The backboard shivered. The echo of the slam cracked through the gym.
Lucas dropped down, breathing heavily, staring at the floor, his fists clenched again.
(I need to further more) he thought, heart pounding.
(I have to)
He stepped back, wiped the sweat from his brow, and looked at the hoop again—not with fear.
But with challenge.
The same way a storm looks at a mountain.
As He took a step back from the rim.
His eyes burned with a fire that didn’t exist a few weeks ago.
A new thought formed, deep in his mind, sharp as steel.
"I should also mimic that movement..."
"Larry Bird’s shooting form... plus Jordan’s Airshoot."
He exhaled slowly, nodded to himself.
He knew Bird’s release the high arc, the near-vertical lift of the elbow, the calm, mathematical precision.
He knew Jordan’s hang-time the floating mid-air pause, the flick of the wrist that made
defenders look like statues.
And he had studied them.
Countless nights. Frame by frame. His mimicry wasn’t just power—it was obsession.
Lucas dribbled once, twice.
Stopped.
Brought the ball up.
(Elbow in. Eyes on the rim. Shoulders relaxed. Just like Bird.)
He jumped—but this time, he didn’t just shoot.
Midair he hung. That Jordan stillness. That pause, like time surrendered to his will.
Then—release.
The ball flew with elegance, spiraling cleanly through the air—swish.
Nothing but net.
Lucas landed softly, but his heart pounded like thunder in his chest.
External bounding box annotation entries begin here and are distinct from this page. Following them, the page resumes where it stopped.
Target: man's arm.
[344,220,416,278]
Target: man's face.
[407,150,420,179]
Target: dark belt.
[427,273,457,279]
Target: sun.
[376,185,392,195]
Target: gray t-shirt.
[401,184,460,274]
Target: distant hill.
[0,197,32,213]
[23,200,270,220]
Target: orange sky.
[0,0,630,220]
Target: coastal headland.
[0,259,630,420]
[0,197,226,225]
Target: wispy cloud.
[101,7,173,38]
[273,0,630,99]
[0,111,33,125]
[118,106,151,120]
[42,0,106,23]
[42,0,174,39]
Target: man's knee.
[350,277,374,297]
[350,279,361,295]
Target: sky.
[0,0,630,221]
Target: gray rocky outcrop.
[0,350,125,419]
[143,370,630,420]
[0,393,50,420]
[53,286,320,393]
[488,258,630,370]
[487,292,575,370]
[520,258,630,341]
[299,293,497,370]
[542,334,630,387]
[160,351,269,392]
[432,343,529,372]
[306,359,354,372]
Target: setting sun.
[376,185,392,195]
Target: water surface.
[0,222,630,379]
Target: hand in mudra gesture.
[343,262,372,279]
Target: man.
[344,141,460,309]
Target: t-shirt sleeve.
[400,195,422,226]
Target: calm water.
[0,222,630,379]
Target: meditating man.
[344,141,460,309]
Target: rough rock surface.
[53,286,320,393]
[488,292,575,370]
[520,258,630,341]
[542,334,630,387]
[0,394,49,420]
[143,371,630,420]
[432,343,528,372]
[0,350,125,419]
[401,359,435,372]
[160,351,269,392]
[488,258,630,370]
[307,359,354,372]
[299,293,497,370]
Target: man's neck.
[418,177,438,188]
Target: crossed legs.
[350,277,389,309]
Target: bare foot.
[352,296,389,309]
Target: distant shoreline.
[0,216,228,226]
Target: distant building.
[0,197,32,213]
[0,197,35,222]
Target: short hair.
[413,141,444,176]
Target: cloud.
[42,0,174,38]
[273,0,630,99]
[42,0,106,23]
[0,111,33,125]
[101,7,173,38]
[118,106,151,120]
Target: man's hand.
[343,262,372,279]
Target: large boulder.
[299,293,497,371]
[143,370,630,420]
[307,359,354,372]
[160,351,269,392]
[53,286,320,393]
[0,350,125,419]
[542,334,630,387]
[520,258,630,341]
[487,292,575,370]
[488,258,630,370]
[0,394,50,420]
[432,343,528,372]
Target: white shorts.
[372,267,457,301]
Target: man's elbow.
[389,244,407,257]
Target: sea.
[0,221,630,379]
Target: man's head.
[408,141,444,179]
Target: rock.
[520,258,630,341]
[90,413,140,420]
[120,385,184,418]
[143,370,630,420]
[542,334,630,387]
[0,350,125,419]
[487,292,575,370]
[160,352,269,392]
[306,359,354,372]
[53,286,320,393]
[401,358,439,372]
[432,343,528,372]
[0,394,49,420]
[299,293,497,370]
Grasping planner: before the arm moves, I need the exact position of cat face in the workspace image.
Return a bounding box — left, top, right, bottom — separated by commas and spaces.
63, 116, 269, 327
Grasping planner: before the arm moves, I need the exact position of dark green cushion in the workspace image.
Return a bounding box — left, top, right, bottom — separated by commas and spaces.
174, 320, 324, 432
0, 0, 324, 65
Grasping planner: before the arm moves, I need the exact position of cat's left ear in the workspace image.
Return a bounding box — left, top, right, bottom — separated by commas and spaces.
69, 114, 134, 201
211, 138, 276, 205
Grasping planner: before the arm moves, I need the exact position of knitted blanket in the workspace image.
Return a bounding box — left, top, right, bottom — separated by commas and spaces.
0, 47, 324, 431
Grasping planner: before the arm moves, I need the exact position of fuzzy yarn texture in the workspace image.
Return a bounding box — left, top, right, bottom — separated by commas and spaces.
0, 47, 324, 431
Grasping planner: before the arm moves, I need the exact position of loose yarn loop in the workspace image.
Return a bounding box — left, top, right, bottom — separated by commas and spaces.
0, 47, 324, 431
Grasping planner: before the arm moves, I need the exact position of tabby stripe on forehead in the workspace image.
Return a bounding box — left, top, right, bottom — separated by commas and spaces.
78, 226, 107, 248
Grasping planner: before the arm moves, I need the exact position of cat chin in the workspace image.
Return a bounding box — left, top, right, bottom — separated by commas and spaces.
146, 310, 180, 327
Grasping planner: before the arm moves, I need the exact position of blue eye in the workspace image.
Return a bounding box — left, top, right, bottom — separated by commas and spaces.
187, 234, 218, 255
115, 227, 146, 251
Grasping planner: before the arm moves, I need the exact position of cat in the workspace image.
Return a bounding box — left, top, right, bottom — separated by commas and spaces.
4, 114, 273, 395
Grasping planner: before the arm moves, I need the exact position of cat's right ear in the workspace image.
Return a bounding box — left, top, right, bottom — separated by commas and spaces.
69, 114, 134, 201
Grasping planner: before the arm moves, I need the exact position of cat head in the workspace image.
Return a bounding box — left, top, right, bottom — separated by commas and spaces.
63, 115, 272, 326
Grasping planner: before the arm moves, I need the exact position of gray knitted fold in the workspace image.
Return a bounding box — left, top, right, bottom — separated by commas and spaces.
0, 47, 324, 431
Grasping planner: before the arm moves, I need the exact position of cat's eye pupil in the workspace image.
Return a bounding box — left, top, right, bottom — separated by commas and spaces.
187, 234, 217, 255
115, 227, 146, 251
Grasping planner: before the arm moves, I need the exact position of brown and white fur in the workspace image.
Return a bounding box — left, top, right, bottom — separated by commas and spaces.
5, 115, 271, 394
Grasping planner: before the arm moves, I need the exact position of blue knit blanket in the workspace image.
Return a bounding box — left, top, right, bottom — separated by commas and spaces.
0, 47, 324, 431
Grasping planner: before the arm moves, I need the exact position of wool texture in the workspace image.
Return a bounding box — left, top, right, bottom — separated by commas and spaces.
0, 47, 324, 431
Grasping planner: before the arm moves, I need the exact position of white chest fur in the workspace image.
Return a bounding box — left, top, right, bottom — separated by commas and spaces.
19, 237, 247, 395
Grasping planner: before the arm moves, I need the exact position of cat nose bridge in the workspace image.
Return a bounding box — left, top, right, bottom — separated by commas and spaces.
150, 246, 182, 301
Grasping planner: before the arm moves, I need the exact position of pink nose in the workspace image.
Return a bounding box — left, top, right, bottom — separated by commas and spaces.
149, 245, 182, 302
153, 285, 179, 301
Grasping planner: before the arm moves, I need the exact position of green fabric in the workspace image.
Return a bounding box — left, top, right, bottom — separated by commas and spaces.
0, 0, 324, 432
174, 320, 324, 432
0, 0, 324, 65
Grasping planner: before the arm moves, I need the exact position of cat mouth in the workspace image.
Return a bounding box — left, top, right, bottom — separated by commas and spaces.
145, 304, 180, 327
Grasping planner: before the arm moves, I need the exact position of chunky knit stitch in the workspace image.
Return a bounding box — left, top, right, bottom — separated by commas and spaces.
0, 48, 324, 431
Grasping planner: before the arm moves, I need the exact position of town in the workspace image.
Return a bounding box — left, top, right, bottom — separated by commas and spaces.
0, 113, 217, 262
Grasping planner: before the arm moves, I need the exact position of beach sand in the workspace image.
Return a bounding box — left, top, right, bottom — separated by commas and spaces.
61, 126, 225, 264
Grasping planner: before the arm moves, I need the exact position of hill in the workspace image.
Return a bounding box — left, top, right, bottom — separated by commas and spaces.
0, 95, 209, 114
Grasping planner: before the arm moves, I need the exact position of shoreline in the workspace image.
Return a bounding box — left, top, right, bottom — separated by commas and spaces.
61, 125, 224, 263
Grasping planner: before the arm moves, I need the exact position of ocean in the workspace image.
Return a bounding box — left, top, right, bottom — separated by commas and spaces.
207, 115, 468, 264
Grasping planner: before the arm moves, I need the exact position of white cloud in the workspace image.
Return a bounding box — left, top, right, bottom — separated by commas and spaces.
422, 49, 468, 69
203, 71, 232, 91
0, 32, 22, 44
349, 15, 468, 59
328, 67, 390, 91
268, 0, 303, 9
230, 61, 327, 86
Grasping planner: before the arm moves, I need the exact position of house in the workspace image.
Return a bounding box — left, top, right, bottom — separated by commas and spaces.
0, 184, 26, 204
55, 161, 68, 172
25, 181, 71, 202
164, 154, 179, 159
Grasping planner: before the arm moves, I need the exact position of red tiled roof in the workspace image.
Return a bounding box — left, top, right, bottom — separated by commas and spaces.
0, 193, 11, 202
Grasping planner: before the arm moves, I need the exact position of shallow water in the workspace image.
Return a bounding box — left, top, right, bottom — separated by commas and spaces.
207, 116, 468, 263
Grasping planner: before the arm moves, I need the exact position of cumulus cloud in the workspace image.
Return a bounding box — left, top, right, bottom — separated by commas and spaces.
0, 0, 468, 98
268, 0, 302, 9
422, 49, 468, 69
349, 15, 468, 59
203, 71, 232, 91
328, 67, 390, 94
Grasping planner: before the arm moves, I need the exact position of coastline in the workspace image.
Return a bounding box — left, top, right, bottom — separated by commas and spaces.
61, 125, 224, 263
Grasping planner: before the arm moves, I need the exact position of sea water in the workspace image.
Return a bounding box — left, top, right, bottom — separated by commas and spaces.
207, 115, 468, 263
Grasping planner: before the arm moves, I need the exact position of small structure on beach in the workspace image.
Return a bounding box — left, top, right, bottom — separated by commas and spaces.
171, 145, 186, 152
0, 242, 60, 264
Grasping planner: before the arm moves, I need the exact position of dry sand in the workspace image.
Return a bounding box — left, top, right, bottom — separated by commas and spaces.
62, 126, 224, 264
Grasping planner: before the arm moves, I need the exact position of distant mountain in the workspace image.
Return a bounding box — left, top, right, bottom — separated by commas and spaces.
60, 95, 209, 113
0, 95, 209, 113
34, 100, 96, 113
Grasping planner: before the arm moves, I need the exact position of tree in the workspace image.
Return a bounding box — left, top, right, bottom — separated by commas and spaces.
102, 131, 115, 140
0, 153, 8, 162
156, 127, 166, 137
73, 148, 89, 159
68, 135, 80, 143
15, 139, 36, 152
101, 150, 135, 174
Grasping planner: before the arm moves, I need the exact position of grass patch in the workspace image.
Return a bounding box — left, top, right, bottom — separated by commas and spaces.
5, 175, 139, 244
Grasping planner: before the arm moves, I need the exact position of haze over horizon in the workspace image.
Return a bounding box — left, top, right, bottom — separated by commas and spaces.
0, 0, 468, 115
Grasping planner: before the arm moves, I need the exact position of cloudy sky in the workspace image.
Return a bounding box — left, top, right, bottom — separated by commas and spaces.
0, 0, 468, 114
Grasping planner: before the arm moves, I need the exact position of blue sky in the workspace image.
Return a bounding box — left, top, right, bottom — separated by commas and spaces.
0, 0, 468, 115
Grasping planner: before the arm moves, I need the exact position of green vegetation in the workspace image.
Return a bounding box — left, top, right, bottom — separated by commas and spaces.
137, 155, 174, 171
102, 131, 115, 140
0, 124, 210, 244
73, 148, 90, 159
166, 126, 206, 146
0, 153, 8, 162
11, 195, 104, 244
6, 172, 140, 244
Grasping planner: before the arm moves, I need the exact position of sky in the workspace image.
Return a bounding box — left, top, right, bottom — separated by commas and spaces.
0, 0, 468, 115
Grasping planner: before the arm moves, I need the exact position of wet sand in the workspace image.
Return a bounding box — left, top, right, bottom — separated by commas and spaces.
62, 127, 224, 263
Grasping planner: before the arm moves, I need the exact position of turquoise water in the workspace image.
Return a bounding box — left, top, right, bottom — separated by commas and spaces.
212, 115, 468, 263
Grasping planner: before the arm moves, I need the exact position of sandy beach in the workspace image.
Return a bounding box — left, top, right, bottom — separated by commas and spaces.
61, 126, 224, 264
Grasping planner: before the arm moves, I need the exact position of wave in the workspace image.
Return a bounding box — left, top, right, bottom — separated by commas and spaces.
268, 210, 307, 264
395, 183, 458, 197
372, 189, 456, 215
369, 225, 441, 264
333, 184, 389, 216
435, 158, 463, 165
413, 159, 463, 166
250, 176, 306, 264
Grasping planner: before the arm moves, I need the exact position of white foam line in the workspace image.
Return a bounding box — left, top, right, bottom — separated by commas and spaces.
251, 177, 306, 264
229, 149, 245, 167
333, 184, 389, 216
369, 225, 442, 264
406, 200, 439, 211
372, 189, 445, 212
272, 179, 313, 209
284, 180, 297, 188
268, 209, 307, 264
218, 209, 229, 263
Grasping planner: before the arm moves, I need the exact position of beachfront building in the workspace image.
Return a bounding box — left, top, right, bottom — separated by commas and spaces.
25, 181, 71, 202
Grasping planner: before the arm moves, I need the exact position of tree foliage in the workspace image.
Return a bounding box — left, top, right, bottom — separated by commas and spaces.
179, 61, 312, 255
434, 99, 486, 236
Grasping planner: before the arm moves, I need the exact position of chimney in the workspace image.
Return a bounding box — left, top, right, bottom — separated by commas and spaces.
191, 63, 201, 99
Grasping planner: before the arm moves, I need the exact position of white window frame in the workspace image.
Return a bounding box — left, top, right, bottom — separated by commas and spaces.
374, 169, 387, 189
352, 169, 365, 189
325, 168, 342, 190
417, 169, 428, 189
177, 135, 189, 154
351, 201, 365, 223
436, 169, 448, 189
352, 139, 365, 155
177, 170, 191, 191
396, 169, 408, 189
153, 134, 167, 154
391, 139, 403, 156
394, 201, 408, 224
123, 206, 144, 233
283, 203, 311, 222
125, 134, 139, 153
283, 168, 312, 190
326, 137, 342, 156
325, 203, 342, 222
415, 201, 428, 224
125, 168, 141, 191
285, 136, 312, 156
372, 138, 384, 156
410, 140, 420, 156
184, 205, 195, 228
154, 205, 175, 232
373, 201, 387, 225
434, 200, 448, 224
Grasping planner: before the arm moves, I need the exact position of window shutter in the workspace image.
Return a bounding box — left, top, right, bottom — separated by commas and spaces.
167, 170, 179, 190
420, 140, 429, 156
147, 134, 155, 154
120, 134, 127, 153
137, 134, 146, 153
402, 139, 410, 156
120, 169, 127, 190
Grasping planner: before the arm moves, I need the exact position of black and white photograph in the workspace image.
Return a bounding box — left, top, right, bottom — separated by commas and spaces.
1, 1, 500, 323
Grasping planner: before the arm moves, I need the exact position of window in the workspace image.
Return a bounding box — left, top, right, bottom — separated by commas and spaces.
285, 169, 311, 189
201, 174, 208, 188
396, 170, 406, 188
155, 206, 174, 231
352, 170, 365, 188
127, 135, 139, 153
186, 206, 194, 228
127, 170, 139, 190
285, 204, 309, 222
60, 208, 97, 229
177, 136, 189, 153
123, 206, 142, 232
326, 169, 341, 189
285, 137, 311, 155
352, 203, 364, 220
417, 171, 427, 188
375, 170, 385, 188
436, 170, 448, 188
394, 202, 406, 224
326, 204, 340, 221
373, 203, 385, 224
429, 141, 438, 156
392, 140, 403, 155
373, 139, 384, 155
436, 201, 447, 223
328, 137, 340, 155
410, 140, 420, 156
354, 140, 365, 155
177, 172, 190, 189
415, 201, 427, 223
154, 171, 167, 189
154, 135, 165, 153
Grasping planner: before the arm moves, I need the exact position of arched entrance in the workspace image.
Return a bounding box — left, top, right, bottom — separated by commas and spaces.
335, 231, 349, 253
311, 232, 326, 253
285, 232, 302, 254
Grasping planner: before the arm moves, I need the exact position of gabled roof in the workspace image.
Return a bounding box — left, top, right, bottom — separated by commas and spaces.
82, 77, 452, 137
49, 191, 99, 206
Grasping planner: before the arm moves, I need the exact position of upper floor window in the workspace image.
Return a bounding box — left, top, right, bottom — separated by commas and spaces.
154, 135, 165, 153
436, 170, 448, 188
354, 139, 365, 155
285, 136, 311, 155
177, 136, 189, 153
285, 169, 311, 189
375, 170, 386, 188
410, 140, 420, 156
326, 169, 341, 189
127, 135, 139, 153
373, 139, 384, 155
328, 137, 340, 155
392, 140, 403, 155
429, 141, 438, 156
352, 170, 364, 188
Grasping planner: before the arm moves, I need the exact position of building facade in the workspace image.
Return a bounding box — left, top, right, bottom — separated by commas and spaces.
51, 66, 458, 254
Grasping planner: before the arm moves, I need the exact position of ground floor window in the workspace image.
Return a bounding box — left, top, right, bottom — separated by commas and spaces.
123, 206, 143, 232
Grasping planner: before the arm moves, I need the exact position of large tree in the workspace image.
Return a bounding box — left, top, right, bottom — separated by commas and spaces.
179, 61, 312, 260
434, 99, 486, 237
He lowered his hands and stared at the hoop, eyes wide—not from surprise, but from clarity.
"I’m not just a copy."
"I’m building my own style... from legends."
A grin crossed his face, tired but proud.
He looked at his reflection on the gym window.
Sweat dripping. Chest heaving.
But he smiled.
"Ethan... I’ll catch up."
"I don’t want to just stand beside you... I want to keep moving with you"
He picked the ball up again.
And shot once more.
The echo of the swish was the only sound left in the gym.